08 September 2014

It's a kind of magic(5)

The following question was recently asked on biostars.org : Tool that detects data types:"More specifically I am interested for detecting between SAM, BAM, FASTA, FASTQ (if possible descriminating between these types), BED, BED12, BED15, GFF, GFF2, GFF3).
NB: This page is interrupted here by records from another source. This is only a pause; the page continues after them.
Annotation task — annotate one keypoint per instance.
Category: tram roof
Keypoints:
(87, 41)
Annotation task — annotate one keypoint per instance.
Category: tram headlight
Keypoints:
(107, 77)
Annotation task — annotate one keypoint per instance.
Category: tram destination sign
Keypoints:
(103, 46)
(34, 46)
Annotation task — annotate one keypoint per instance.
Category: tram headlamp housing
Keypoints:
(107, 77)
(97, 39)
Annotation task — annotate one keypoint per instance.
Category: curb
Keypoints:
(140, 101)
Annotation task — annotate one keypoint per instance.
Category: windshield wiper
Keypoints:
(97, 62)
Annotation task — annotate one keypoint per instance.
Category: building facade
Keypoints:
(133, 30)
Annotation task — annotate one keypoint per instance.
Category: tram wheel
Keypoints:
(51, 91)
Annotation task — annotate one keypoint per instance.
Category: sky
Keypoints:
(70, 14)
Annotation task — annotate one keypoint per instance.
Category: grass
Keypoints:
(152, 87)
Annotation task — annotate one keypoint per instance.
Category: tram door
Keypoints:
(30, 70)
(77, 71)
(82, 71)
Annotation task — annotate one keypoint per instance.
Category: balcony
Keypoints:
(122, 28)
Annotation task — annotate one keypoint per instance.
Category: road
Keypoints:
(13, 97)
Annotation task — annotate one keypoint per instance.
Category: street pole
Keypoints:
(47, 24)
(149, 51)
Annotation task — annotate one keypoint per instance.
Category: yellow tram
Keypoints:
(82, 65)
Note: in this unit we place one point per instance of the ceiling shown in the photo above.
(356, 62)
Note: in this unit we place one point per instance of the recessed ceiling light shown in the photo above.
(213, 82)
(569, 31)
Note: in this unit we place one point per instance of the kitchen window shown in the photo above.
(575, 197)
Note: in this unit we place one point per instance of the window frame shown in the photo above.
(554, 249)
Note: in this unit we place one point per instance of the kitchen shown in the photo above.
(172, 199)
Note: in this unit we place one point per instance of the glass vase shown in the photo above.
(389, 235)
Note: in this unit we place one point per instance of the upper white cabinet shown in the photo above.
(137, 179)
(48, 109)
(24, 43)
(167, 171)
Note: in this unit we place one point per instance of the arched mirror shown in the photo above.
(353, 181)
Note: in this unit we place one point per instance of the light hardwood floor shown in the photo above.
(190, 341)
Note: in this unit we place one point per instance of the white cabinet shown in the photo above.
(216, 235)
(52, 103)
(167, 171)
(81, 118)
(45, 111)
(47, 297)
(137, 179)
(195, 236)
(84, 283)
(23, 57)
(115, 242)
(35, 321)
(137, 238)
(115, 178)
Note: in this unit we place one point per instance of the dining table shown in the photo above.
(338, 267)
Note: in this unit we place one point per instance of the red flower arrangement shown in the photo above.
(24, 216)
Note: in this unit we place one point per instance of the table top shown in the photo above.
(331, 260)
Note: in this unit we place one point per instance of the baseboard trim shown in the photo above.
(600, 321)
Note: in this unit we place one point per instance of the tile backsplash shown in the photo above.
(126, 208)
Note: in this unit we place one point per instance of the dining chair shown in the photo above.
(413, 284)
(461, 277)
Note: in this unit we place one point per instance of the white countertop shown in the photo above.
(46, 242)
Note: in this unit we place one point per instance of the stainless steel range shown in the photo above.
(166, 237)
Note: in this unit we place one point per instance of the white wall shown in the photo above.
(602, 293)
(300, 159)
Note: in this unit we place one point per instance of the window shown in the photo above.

The detection should be performed without just looking at the extension of the file....":
I suggested to create a new magic file for the linux file command. As an example, a BAM file starts (position=0) with the magic bytes BAM\1. A magic file definition 'bam' for BAM would be:

0 string BAM\1 BAM file v1.0
Compile the new magic file:
file -C -m bam
Now use this magic:
file -z -m bam.mgc file.bam
file.bam: BAM file v1.0 (data)

Now, I've started a github repo containing some 'magic' patterns for bioinformatics (Fastq, blast, bam, bigwig, etc... ): .
(My current problem is to prioritize some results like differentiating a 'Nucleotide' and a 'Protein' Fasta sequence ( http://unix.stackexchange.com/questions/154096/file1-and-magic5-prioritizing-a-result).)

That's it,
Pierre

1 comment:

Heikki said...

Great idea. Like you noticed (protein versus nucleotide), you'll run into limitations of the file utility pretty soon.

I suggest that you wrap this into a (bash) script -- biofile? -- that extends this project's capabilities to scripting necessary functions. Bio* projects have plenty of code examples illustrating practical algorithms to choose from.